Use Medicare Advantage to Pave the Way for Value-Based Care
Medicare is often seen as the old gray mare of health insurance — outdated and slow-moving. Yet a part of it, Medicare Advantage, could play a key role in health care’s future, especially as Republicans, who traditionally have been more supportive of the program, look for their own ways to transform health care and move it further in the direction of value-based care.
Since the turn of this century, there has been bipartisan consensus that it makes little fiscal or health sense to pay physicians and other providers just for doing more — more tests, more procedures, and more services.

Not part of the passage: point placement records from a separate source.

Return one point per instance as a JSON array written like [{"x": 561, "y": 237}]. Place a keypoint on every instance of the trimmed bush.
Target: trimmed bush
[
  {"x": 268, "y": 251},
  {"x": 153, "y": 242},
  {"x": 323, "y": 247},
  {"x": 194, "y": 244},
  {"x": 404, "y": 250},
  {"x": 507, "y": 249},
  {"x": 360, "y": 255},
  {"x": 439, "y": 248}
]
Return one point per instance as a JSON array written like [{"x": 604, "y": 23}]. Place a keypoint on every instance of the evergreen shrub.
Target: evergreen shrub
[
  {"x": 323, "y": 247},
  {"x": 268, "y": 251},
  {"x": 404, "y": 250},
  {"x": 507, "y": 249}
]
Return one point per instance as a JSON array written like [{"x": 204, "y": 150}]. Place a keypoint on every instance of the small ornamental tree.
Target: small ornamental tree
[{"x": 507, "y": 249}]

Instead, we should be paying for value, and pay health care providers for delivering better health outcomes at a better cost.
That concept was recently enshrined in the Medicare Access and CHIP Reauthorization Act of 2015, which takes significant steps to move more physicians to value-based payment arrangements. It overwhelmingly passed in the Senate, 92–8, and in the House, 392–37.
What many people don’t realize is that Medicare has been an innovator in value-based care for decades. Medicare beneficiaries have had alternative options to the traditional fee-for-service care model since the 1970s. Under these options, the government pays private insurance companies a risk-adjusted, prospective health premium to provide Medicare-type coverage for each Medicare beneficiary. These options became formalized at the turn of the century and are now known as Medicare Advantage.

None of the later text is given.